All in a day’s work 

“The number of such tournaments has gone up now. I would say anything between 500-600 such competitions happen every year in and around Kolkata. Usually, though, six or seven-sided games are more popular and the rules are almost similar to 11-a-side football,” said Dutta. And though these are not held under the Indian Football Association (IFA) that helms association football in West Bengal, Dutta said there are many footballers making a living from them. 

“You can make R 30,000 a month if you are good. The good ones often play three-four games a day. This is so lucrative that clubs playing in different tiers of the Kolkata league struggle to recruit players,” he said. 

With most clubs hard-pressed for funds, only few players would get that kind of would be money in a competition that has nine divisions. “Also, playing for a clubs means there are a lot of restrictions, reporting daily for training etc, so freelancing always seems a better option,” said Dutta who spoke in Bengali. 

The colloquial term for this is ‘khep.’ It defines a footballer who often plays for multiple clubs in one day and is paid at the end of each match or tournament. How do they get noticed? Word of mouth essentially because at some economic levels social media penetration is still low. There are ‘scouts’ who fetch up wherever such tournaments are held, spot a player and take his mobile number. There is also an all-African team which survives by playing only such tournaments. They won one recently at CCFC, a club that is over 220 years old and in one of Kolkata’s tonier areas, said Dutta. “We lost in the quarters.” 

Dutta spoke of a five-a-side tournament in Sonagachi, said to be India’s biggest red-light area, which is played on the street. The winners’ purse is around R 25,000 and there are numerous individual prizes where players can win television sets or even a gold chain, he said. There’s another tournament quite popular among those who prefer small-sided games in Kidderpore, around 4km from city centre, that is played on a park with railings. “We won it last year,” said Dutta, a goalkeeper. A tournament in Howrah offers prize money of around R 1 lakh, he said. Most tournaments charge an entry fee of R 1000-2000 though for the one in Howrah teams must pay R 5000, said Dutta. 

Of bounce and control 

For Sourodeep Banerjee, small-sided games essentially meant ‘min-football.’ Like Dutta, Banerjee said he found the idea of quarters a novelty. “What I saw on Friday night was a game totally different from football,” said the copywriter over the phone from Mumbai.

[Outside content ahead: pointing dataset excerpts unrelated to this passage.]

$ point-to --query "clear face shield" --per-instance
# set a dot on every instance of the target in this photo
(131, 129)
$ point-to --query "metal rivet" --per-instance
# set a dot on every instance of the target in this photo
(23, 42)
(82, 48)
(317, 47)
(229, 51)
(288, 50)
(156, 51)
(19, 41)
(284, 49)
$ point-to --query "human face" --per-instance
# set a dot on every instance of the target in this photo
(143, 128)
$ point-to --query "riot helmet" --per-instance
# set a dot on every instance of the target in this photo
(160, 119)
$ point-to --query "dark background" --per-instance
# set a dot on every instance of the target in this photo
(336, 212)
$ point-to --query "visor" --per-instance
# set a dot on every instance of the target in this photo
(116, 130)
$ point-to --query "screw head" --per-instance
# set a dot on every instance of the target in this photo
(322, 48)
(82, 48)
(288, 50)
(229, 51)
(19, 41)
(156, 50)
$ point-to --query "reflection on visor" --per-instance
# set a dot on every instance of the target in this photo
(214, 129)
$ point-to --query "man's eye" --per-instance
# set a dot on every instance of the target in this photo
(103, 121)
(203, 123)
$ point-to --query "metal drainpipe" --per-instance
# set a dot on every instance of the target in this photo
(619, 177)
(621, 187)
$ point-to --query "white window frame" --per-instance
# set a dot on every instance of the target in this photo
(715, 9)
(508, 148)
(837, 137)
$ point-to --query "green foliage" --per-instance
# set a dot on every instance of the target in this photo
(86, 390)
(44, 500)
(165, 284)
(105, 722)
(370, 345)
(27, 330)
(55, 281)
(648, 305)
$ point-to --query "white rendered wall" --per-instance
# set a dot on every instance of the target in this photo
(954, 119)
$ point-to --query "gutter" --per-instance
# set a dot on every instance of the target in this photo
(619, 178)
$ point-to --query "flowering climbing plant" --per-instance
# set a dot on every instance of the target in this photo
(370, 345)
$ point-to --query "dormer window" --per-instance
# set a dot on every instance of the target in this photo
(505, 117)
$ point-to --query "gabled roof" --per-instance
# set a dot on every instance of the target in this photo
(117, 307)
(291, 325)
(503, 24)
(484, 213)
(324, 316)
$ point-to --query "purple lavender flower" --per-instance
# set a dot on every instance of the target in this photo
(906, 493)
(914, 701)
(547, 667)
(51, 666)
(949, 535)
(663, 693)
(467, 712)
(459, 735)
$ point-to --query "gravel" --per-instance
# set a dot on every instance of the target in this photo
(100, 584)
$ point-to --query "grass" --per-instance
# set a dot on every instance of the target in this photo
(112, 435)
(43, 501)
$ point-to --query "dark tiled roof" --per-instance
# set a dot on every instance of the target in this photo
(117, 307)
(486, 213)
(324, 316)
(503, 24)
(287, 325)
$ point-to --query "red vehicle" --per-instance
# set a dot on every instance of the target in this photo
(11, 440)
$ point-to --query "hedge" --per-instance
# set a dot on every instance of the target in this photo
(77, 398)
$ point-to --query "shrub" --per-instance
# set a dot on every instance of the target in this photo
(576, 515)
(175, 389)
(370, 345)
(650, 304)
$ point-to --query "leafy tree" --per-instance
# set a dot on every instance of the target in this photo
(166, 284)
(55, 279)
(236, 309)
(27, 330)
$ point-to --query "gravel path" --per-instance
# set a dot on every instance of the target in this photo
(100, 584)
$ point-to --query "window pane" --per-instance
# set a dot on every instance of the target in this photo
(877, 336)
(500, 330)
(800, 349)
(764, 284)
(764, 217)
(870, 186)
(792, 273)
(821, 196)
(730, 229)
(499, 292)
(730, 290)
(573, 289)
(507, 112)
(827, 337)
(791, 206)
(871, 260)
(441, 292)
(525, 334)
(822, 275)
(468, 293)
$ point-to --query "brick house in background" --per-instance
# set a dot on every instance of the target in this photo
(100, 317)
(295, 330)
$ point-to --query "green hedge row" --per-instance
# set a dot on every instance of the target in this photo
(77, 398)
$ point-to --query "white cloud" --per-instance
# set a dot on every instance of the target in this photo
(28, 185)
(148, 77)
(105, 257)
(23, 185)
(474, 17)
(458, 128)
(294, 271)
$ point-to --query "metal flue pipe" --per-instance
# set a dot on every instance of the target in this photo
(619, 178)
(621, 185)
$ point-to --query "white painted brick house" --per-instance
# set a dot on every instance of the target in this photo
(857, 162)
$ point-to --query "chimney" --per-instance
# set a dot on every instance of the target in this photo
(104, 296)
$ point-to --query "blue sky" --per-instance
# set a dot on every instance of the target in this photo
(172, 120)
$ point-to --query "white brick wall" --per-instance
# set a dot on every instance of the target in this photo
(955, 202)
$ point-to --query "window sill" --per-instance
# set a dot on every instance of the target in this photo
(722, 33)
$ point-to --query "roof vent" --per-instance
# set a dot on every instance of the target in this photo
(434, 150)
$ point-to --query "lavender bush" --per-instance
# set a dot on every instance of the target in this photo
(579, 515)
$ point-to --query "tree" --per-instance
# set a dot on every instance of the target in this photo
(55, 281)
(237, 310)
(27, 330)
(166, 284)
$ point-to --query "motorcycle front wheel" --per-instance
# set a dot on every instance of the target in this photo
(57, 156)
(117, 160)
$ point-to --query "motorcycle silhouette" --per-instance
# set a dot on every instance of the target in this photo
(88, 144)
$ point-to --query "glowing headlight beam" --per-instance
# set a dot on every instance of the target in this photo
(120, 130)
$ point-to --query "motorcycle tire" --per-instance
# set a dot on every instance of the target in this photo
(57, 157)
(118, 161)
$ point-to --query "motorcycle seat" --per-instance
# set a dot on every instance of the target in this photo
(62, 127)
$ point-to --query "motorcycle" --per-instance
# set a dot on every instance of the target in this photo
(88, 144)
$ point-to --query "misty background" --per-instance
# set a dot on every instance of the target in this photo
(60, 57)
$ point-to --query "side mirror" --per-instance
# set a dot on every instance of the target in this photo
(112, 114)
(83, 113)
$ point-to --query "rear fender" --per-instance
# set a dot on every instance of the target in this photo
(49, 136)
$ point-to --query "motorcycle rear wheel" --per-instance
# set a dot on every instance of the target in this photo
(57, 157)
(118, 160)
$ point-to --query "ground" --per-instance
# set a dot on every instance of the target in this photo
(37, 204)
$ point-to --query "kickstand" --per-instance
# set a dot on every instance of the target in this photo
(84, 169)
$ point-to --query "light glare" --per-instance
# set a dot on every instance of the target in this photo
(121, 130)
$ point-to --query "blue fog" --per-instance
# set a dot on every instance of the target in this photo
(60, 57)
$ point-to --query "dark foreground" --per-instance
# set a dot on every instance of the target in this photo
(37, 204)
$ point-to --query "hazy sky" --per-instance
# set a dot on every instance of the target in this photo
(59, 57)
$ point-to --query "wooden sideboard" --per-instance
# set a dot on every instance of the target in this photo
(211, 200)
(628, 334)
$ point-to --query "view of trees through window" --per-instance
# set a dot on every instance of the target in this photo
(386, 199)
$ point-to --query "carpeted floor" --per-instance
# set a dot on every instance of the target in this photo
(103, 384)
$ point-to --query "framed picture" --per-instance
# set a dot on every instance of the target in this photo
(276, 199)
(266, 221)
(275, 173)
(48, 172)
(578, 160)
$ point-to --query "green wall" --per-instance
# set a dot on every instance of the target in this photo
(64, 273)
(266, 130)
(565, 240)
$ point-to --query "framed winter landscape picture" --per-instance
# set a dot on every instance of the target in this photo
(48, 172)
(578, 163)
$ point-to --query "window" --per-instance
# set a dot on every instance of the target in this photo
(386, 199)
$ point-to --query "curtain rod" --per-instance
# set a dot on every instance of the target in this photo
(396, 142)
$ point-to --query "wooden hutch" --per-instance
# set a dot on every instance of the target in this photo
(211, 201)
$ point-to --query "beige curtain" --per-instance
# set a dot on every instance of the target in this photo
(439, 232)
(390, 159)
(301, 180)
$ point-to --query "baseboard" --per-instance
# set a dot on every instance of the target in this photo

Growing up in Kolkata, he said he played five-a-side games often on basketball courts and was surprised to see the number of back-heeled passes that were completed. As opposed to street football, the artificial surface meant the ball bounced less and that facilitated greater control, said Banerjee. 

“But the surface also calls for a different kind of ability to stay on your feet,” felt Kaustav Sinha who played futsal in college and six-a-side games in Haldia, nearly 120km from Kolkata, where he grew up. Speaking over the phone from Bhubaneswar, Sinha, who now works with a theater group in Mumbai, said the friction on the synthetic surface is more. Moreover, for us free-kicks usually meant a ‘wall’ of two players, five steps away from the kicker, he said. 

The superior skills of Premier Futsal players meant the game was essentially played on the floor. In Kolkata’s street football competitions, it is usually a defender or the goalie who sets the move going with a chip or an aerial shot that sends the ball near the opposition goal. Also, the wall pass, literally, plays a bigger role here. It is called ‘dewal touch’, dewal being Bengali for wall. 

Small-sided matches also forge temperament which helps when in an 11v11 game, said Dutta. “An opponent is always breathing down your neck. You need to learn to deal with it. Your close control too improves but you need to manoeuvre the ball in much less space here.” 

It is faster, more exciting and there are more goals but just as there are people who prefer Tests to T20, Dutta said for him, the 11-a-side game that will remain the real McCoy.